本文链接：https://blog.csdn.net/m0_51299665/article/details/128730388

版权

最近在做一个微博舆情与金融市场分析的课题，需要爬取微博的舆情数据。因此需要根据关键词爬取指定日期的微博。现在代码写完了，实测还行，sleep设置得比较久，但爬取的数据很完整。硕士三年在CSDN学到了很多，可以说比在学校学的还多，本着回馈社会的想法，把代码共享出来给有需要的朋友进行参考。后续在集成学习、不平衡数据、网络舆情分析等相关文章投稿成功后也会进行分享，欢迎大家的关注。

这份源码的主要特点有以下几方面：

1、可以获取指定日期的微博关键词搜索结果。通常移动端的微博关键词搜索获取的博客数量有限，年份一远就不会展示出来。因此这篇源码从微博网页版的高级搜索进行数据搜索与爬取。由于技术限制，每天的微博最多包含50页，每页最多包含10条微博。

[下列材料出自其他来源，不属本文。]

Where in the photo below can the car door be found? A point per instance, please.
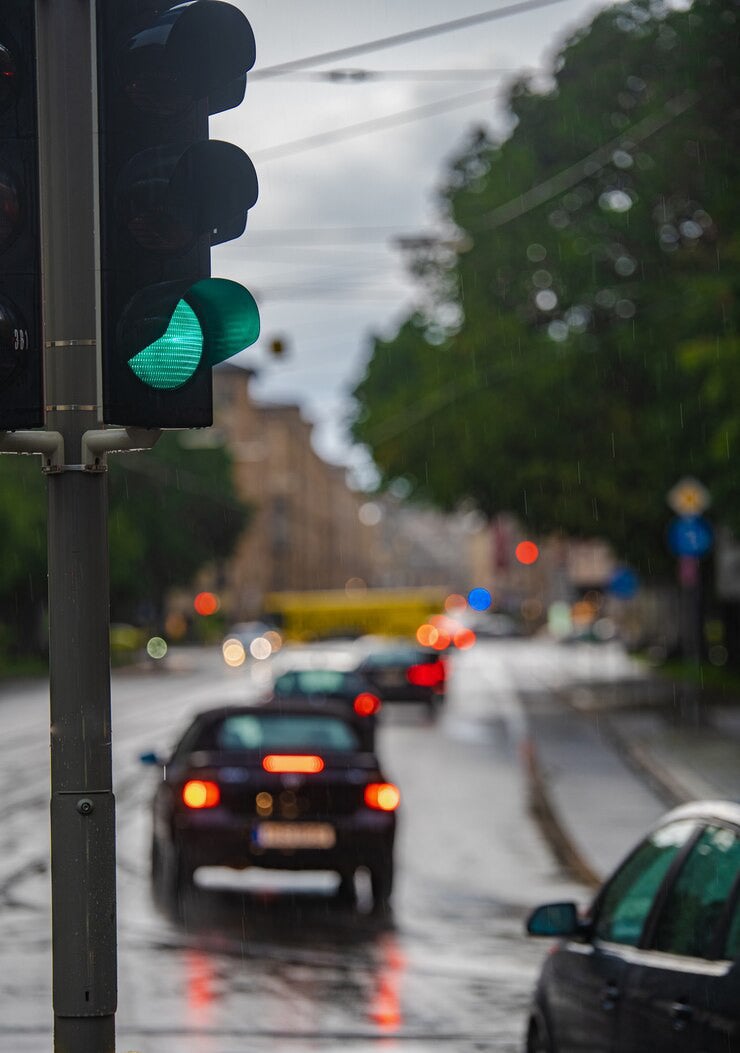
(587, 979)
(683, 992)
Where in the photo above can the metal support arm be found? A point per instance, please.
(110, 440)
(48, 444)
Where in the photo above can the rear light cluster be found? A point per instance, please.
(201, 793)
(366, 704)
(426, 674)
(382, 796)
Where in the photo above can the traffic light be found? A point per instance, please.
(21, 384)
(167, 194)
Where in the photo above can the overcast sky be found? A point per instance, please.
(319, 252)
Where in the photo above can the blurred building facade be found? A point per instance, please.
(305, 532)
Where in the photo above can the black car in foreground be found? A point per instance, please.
(286, 786)
(654, 967)
(405, 673)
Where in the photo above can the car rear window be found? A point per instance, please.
(313, 681)
(245, 731)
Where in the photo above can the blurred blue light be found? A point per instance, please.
(479, 599)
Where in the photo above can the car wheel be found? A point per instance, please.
(381, 883)
(537, 1038)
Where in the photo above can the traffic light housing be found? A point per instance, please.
(167, 194)
(21, 383)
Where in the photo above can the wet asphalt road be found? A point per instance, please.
(265, 964)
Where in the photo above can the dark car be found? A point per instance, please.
(283, 786)
(405, 673)
(319, 684)
(655, 964)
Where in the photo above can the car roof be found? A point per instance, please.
(725, 811)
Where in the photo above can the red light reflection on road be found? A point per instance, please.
(385, 1002)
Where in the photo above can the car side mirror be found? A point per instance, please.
(151, 760)
(555, 919)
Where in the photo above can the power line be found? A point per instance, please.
(375, 124)
(402, 38)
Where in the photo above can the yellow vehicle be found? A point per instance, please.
(388, 612)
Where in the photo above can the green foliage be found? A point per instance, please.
(581, 355)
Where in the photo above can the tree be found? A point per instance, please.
(581, 355)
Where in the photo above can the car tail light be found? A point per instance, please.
(201, 793)
(427, 674)
(306, 762)
(382, 796)
(366, 704)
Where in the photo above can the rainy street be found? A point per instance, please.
(274, 961)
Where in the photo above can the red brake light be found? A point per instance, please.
(307, 763)
(366, 704)
(201, 793)
(382, 796)
(426, 674)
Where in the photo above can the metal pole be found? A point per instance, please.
(82, 813)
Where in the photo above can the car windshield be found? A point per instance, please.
(313, 681)
(245, 731)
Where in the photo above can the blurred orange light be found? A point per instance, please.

2、基于中文金融词典获取舆情数据。词典来源见此中文金融情感词典发布啦 | 附代码_邓旭东HIT的博客-CSDN博客

3、使用了两种词典构建方式计算舆情指标，第一种词典为普通情感词典+金融词典，第二种词典为单独的金融词典

4、爬取博客文本的同时计算舆情指标。这样做的优点在于不用将所有的文本数据都保存下来，可以减轻内存压力。例如，爬取了一天的微博共500条文本数据，由于计算的情感指标以天为单位，那么保存下来的数据其实只有1条，大大节省内存开销。

一、代码解析

(1)相关资源库的导入

import sys
import traceback
from time import sleep
import requests
from lxml import etree
from cnsenti import Sentiment
import numpy as np
import xlwt
import time

（2）参数设置

begin_year,end_year为爬取的年份时间段，分享出来的的代码仅可以年为单位进行检索，若需要以月、日为单位，可进行二次开发。

name为需要爬取的关键词，例如，我们研究中需要贵州茅台的相关关键词作为搜索结果。

senti和senti1分别为构建的两种词典

host与ident为微博网页版高级搜索的url不变组成部分

begin_year = 2020
end_year = 2021  #比如爬2021与2022年的数据则需要begin_year = 2021,end_year = 2022
name = '贵州茅台'
cookie = {'Cookie': 'cookie'}  # 将引号内的cookie替换成自己的cookie，如何获取cookie这里不做介绍
senti = Sentiment(pos='unformal_pos.txt',  neg='unformal_neg.txt', merge=True,   encoding='utf-8')  # 两txt均为utf-8编码
senti1 = Sentiment(pos='unformal_pos.txt',  neg='unformal_neg.txt',   merge=False, encoding='utf-8')  # 两txt均为utf-8编码
ident = '?q=%s&scope=ori&suball=1'%name
host = 'https://s.weibo.com/weibo'

（3）爬虫类的定义初始化

self.count记录爬取的天数

self.num_data记录第一种词典规则下爬取的有效博客条数

self.num_data_f记录第纯金融词典规则下爬取的有效博客条数

class pachong(object):
    def __init__(self, name,begin_year,end_year):
        self.count ,self.num_data,self.num_data_f= 0,0,0
        self.name = name
        self.begin_year = begin_year
        self.end_year = end_year
        self.workbook = xlwt.Workbook(encoding='utf-8')  # 创建一个表格
        self.worksheet = self.workbook.add_sheet('%s'%self.name)

（4）函数一：获取单条微博文本的情感分数

tips:1、若文本中没有包含积极或消极词汇，则情感分数暂时记为-1，后续将不做保留

2、情感分数的计算公式为 $\frac{numpos}{numpos+numneg}$ ,也就是积极情感词汇的个数除以积极情感词汇个数与消极情感词汇个数的和。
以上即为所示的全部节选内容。